I go to the same church as you.


----------



## Papa Charlie

Welcome to the forum.  

Great job on improving your band saw I enjoyed your documentation of the process and the illustrations. I will have to keep that in mind. Very well done.


----------



## pontiac428

I wish my Enco band saw had a iron/steel table like yours.  The later aluminum table is flexy and cheap, like overcooked ramen noodles.


----------



## NC Rick

Further peanut gallery comments:  if I had it to do it again, I would not make my insert from aluminum.  I'm using my saw this afternoon and looking at the insert, chips have become embedded on both sides and a rather difficult to remove.  It is also "sticky" for parts to slide over it.  This is my only experience so take it FWIW.  I would maybe try Delrin or bronze?  i will continue to roll with the aluminum, it's not bad but I think it could be better.


----------



## FliesLikeABrick

NC Rick said:


> Further peanut gallery comments:  if I had it to do it again, I would not make my insert from aluminum.  I'm using my saw this afternoon and looking at the insert, chips have become embedded on both sides and a rather difficult to remove.  It is also "sticky" for parts to slide over it.  This is my only experience so take it FWIW.  I would maybe try Delrin or bronze?  i will continue to roll with the aluminum, it's not bad but I think it could be better.



If you are referring to my insert instead of just yours -- I'll clarify that  mine is steel since I did not mention it elsewhere.  No idea what alloy since it was a tiny off-cut I inherited in a box of junk, but some low-carbon steel that took a decent surface finish.  Looking back on it, prototyping an insert out of aluminum just to confirm that I could file a decent radius... probably would have been a decent idea.


----------



## NC Rick

I'm sorry if my post seemed somehow critical to your solutions as my comment was only critical of my own inserts.  I posted that personal thinking process just to share my own experience in case it proves useful to you or others.  I think your choice of steel is better than my choice of aluminum.  I have no idea how plastic would behave over time but I suspect  steel or plastic would not share the problem of being sticky.  I in fact feel like your choice of steel is likely the best option.


----------



## FliesLikeABrick

NC Rick said:


> I'm sorry if my post seemed somehow critical to your solutions as my comment was only critical of my own inserts.  I posted that personal thinking process just to share my own experience in case it proves useful to you or others.  I think your choice of steel is better than my choice of aluminum.  I have no idea how plastic would behave over time but I suspect  steel or plastic would not share the problem of being sticky.  I in fact feel like your choice of steel is likely the best option.

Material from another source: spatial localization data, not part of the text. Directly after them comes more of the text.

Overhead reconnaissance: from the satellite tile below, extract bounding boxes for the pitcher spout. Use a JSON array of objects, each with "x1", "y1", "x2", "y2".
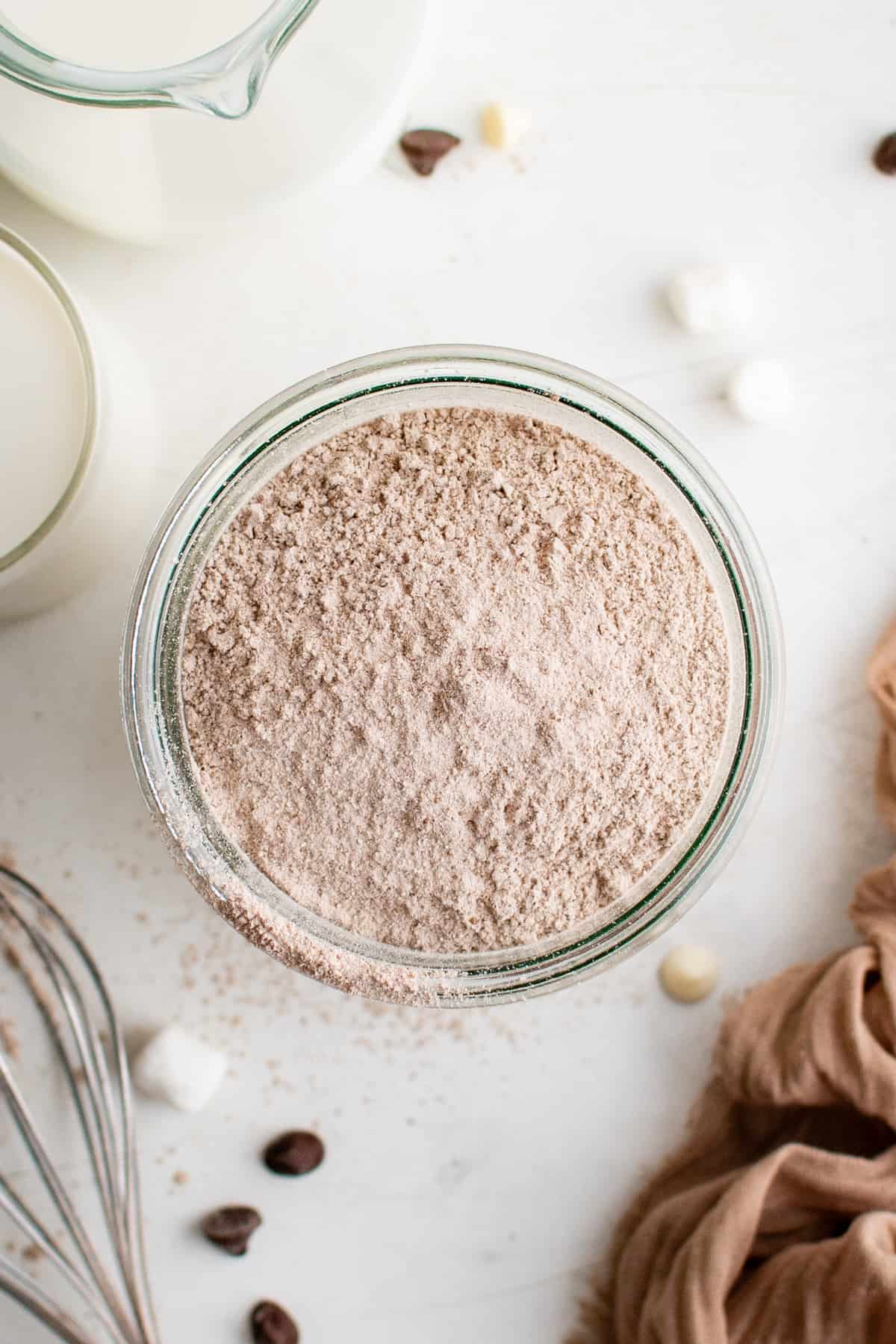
[{"x1": 170, "y1": 52, "x2": 271, "y2": 121}]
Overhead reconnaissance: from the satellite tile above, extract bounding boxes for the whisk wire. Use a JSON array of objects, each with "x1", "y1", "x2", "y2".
[
  {"x1": 0, "y1": 1176, "x2": 131, "y2": 1339},
  {"x1": 0, "y1": 867, "x2": 158, "y2": 1344}
]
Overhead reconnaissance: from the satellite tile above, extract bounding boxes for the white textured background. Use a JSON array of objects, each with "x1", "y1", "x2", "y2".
[{"x1": 0, "y1": 0, "x2": 896, "y2": 1344}]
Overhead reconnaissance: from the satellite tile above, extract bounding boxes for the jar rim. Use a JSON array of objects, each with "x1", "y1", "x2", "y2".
[
  {"x1": 0, "y1": 225, "x2": 99, "y2": 579},
  {"x1": 121, "y1": 346, "x2": 783, "y2": 1007},
  {"x1": 0, "y1": 0, "x2": 318, "y2": 118}
]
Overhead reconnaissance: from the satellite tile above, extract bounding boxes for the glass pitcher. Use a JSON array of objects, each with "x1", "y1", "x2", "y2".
[{"x1": 0, "y1": 0, "x2": 427, "y2": 242}]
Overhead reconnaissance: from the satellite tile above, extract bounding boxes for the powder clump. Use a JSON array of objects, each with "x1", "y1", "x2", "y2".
[{"x1": 181, "y1": 407, "x2": 728, "y2": 951}]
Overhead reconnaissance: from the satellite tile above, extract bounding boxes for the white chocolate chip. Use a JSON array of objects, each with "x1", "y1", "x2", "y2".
[
  {"x1": 659, "y1": 946, "x2": 719, "y2": 1004},
  {"x1": 479, "y1": 102, "x2": 532, "y2": 149},
  {"x1": 666, "y1": 265, "x2": 756, "y2": 336},
  {"x1": 131, "y1": 1023, "x2": 227, "y2": 1112},
  {"x1": 726, "y1": 359, "x2": 794, "y2": 422}
]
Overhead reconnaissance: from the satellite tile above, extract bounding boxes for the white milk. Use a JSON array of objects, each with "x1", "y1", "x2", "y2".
[
  {"x1": 0, "y1": 240, "x2": 87, "y2": 556},
  {"x1": 0, "y1": 0, "x2": 430, "y2": 242},
  {"x1": 0, "y1": 0, "x2": 270, "y2": 70},
  {"x1": 0, "y1": 228, "x2": 112, "y2": 621}
]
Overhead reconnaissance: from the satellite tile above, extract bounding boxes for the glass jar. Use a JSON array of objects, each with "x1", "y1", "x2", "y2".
[
  {"x1": 0, "y1": 0, "x2": 429, "y2": 246},
  {"x1": 122, "y1": 346, "x2": 783, "y2": 1007},
  {"x1": 0, "y1": 225, "x2": 111, "y2": 621}
]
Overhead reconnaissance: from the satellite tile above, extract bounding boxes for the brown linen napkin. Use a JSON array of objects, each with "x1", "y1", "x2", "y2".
[{"x1": 571, "y1": 626, "x2": 896, "y2": 1344}]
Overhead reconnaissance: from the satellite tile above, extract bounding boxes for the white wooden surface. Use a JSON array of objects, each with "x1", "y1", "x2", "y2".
[{"x1": 0, "y1": 0, "x2": 896, "y2": 1344}]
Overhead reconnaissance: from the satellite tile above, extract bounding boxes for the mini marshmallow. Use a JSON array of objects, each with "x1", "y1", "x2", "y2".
[
  {"x1": 659, "y1": 946, "x2": 719, "y2": 1004},
  {"x1": 726, "y1": 359, "x2": 794, "y2": 422},
  {"x1": 666, "y1": 266, "x2": 756, "y2": 336},
  {"x1": 131, "y1": 1023, "x2": 227, "y2": 1112},
  {"x1": 479, "y1": 102, "x2": 532, "y2": 149}
]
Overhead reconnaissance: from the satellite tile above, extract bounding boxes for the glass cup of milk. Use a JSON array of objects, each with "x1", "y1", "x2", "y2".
[
  {"x1": 0, "y1": 0, "x2": 429, "y2": 242},
  {"x1": 0, "y1": 225, "x2": 138, "y2": 621}
]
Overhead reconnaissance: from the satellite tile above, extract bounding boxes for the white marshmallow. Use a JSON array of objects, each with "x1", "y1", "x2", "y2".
[
  {"x1": 131, "y1": 1023, "x2": 227, "y2": 1112},
  {"x1": 479, "y1": 102, "x2": 532, "y2": 149},
  {"x1": 666, "y1": 265, "x2": 756, "y2": 336},
  {"x1": 726, "y1": 359, "x2": 794, "y2": 422},
  {"x1": 659, "y1": 946, "x2": 719, "y2": 1004}
]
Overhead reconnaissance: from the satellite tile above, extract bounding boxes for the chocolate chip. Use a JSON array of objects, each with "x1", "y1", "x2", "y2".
[
  {"x1": 203, "y1": 1204, "x2": 262, "y2": 1255},
  {"x1": 264, "y1": 1129, "x2": 324, "y2": 1176},
  {"x1": 400, "y1": 131, "x2": 461, "y2": 178},
  {"x1": 249, "y1": 1302, "x2": 298, "y2": 1344},
  {"x1": 873, "y1": 131, "x2": 896, "y2": 178}
]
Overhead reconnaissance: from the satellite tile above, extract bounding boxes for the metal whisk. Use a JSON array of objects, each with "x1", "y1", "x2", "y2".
[{"x1": 0, "y1": 867, "x2": 158, "y2": 1344}]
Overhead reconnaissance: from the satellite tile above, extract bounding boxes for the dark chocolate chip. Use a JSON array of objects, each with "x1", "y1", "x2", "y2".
[
  {"x1": 400, "y1": 131, "x2": 461, "y2": 178},
  {"x1": 203, "y1": 1204, "x2": 262, "y2": 1255},
  {"x1": 249, "y1": 1302, "x2": 298, "y2": 1344},
  {"x1": 874, "y1": 131, "x2": 896, "y2": 178},
  {"x1": 264, "y1": 1129, "x2": 324, "y2": 1176}
]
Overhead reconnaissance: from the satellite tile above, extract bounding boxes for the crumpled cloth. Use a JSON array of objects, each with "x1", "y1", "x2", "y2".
[{"x1": 573, "y1": 626, "x2": 896, "y2": 1344}]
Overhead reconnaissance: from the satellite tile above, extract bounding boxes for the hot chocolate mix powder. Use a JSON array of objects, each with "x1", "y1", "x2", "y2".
[{"x1": 183, "y1": 408, "x2": 728, "y2": 951}]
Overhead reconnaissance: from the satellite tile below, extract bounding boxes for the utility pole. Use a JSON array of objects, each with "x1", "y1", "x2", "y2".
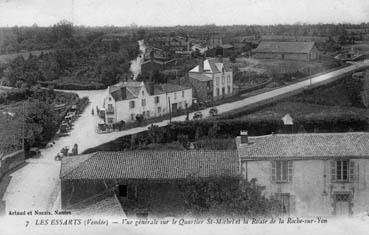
[
  {"x1": 22, "y1": 100, "x2": 28, "y2": 151},
  {"x1": 168, "y1": 97, "x2": 172, "y2": 123}
]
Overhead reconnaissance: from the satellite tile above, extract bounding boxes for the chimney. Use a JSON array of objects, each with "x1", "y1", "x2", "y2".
[
  {"x1": 120, "y1": 86, "x2": 127, "y2": 100},
  {"x1": 199, "y1": 58, "x2": 204, "y2": 73},
  {"x1": 240, "y1": 131, "x2": 249, "y2": 144},
  {"x1": 149, "y1": 82, "x2": 155, "y2": 95}
]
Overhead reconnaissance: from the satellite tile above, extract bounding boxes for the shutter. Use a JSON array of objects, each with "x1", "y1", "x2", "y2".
[
  {"x1": 241, "y1": 161, "x2": 247, "y2": 180},
  {"x1": 290, "y1": 195, "x2": 296, "y2": 215},
  {"x1": 349, "y1": 160, "x2": 356, "y2": 182},
  {"x1": 270, "y1": 161, "x2": 277, "y2": 183},
  {"x1": 331, "y1": 161, "x2": 337, "y2": 182},
  {"x1": 287, "y1": 161, "x2": 293, "y2": 182}
]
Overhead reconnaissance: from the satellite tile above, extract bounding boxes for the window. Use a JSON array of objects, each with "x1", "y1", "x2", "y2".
[
  {"x1": 118, "y1": 185, "x2": 128, "y2": 197},
  {"x1": 129, "y1": 100, "x2": 135, "y2": 109},
  {"x1": 336, "y1": 161, "x2": 348, "y2": 181},
  {"x1": 206, "y1": 81, "x2": 211, "y2": 90},
  {"x1": 118, "y1": 184, "x2": 137, "y2": 200},
  {"x1": 331, "y1": 160, "x2": 352, "y2": 182},
  {"x1": 276, "y1": 193, "x2": 296, "y2": 215},
  {"x1": 271, "y1": 160, "x2": 292, "y2": 183},
  {"x1": 108, "y1": 104, "x2": 114, "y2": 112}
]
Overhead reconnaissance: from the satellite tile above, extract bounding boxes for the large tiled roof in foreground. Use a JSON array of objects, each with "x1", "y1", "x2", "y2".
[
  {"x1": 60, "y1": 150, "x2": 238, "y2": 180},
  {"x1": 237, "y1": 132, "x2": 369, "y2": 159}
]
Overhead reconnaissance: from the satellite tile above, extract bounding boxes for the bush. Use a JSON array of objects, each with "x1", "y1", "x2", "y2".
[{"x1": 180, "y1": 175, "x2": 280, "y2": 217}]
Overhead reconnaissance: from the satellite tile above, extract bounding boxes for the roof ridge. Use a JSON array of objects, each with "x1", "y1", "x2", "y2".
[
  {"x1": 253, "y1": 131, "x2": 369, "y2": 138},
  {"x1": 60, "y1": 152, "x2": 98, "y2": 178}
]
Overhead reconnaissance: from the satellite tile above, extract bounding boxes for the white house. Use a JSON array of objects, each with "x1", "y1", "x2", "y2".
[
  {"x1": 188, "y1": 58, "x2": 233, "y2": 101},
  {"x1": 104, "y1": 81, "x2": 192, "y2": 123}
]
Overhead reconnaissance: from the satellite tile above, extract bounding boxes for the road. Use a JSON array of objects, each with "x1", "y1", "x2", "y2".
[{"x1": 3, "y1": 61, "x2": 369, "y2": 211}]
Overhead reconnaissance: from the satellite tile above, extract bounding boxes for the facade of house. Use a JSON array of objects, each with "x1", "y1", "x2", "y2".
[
  {"x1": 236, "y1": 132, "x2": 369, "y2": 216},
  {"x1": 253, "y1": 41, "x2": 319, "y2": 61},
  {"x1": 104, "y1": 81, "x2": 192, "y2": 123},
  {"x1": 60, "y1": 150, "x2": 238, "y2": 216},
  {"x1": 188, "y1": 58, "x2": 233, "y2": 101}
]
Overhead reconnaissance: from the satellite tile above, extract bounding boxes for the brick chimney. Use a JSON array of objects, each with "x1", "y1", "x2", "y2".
[
  {"x1": 120, "y1": 86, "x2": 127, "y2": 100},
  {"x1": 240, "y1": 131, "x2": 249, "y2": 144},
  {"x1": 148, "y1": 82, "x2": 155, "y2": 95},
  {"x1": 199, "y1": 58, "x2": 204, "y2": 73}
]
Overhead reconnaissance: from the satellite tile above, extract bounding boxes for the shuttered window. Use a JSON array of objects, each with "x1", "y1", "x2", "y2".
[
  {"x1": 271, "y1": 160, "x2": 293, "y2": 183},
  {"x1": 331, "y1": 160, "x2": 358, "y2": 182}
]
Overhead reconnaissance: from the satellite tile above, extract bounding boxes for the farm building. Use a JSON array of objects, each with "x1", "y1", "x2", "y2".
[
  {"x1": 236, "y1": 132, "x2": 369, "y2": 216},
  {"x1": 253, "y1": 41, "x2": 319, "y2": 61},
  {"x1": 60, "y1": 150, "x2": 238, "y2": 217}
]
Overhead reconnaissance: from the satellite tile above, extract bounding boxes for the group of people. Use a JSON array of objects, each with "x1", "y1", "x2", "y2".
[{"x1": 55, "y1": 144, "x2": 78, "y2": 160}]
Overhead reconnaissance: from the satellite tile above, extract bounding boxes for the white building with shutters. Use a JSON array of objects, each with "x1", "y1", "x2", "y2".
[
  {"x1": 103, "y1": 81, "x2": 192, "y2": 124},
  {"x1": 236, "y1": 132, "x2": 369, "y2": 216}
]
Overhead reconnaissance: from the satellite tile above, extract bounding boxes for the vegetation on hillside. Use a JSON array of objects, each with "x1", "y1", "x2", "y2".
[{"x1": 180, "y1": 175, "x2": 280, "y2": 217}]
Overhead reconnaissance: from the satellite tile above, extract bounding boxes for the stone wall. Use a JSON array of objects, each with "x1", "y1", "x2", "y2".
[
  {"x1": 0, "y1": 150, "x2": 25, "y2": 179},
  {"x1": 241, "y1": 159, "x2": 369, "y2": 216}
]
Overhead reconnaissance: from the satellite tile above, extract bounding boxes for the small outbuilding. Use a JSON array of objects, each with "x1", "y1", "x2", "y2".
[{"x1": 253, "y1": 41, "x2": 320, "y2": 61}]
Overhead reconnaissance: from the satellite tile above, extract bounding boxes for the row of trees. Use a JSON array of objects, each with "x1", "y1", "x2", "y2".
[{"x1": 4, "y1": 32, "x2": 137, "y2": 89}]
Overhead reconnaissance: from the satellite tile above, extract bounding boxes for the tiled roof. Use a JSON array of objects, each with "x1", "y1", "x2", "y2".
[
  {"x1": 109, "y1": 82, "x2": 191, "y2": 101},
  {"x1": 68, "y1": 191, "x2": 126, "y2": 216},
  {"x1": 237, "y1": 132, "x2": 369, "y2": 159},
  {"x1": 253, "y1": 41, "x2": 315, "y2": 53},
  {"x1": 60, "y1": 151, "x2": 238, "y2": 180},
  {"x1": 188, "y1": 73, "x2": 213, "y2": 82},
  {"x1": 159, "y1": 83, "x2": 191, "y2": 93},
  {"x1": 189, "y1": 58, "x2": 231, "y2": 73},
  {"x1": 110, "y1": 86, "x2": 138, "y2": 101},
  {"x1": 220, "y1": 44, "x2": 234, "y2": 49}
]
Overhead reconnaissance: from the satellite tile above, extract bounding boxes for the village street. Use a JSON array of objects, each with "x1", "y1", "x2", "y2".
[{"x1": 3, "y1": 61, "x2": 369, "y2": 211}]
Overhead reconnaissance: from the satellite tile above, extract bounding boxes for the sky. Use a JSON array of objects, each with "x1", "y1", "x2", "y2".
[{"x1": 0, "y1": 0, "x2": 369, "y2": 26}]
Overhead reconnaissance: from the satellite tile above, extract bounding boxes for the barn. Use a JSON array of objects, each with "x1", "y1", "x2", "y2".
[{"x1": 253, "y1": 41, "x2": 319, "y2": 61}]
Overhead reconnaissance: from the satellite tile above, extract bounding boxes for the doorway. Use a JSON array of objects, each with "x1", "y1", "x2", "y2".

Hah no worries, just clarifying.  Indeed I find myself surprised at how many products ship with plastic inserts, even in woodworking tools... I just don't see how it could hold up over time under anything less than perfect usage (no accidents and or nicks during blade changes, etc)


----------



## Boswell

The first time my plastic insert in my Grizzly bandsaw disintegrated, I bought 3 or 4 replacements. I think I have 2 left now. When they go, I was planning to make one out of Delrin or Aluminum.


----------



## NC Rick

Boswell said:


> The first time my plastic insert in my Grizzly bandsaw disintegrated, I bought 3 or 4 replacements. I think I have 2 left now. When they go, I was planning to make one out of Delrin or Aluminum.


These are the ones I made for my Grizzly.  I bagged the jig but I don't even remember what it's for.  Locating pins and facing, I think.


----------



## FliesLikeABrick

NC Rick said:


> These are the ones I made for my Grizzly.  I bagged the jig but I don't even remember what it's for.  Locating pins and facing, I think.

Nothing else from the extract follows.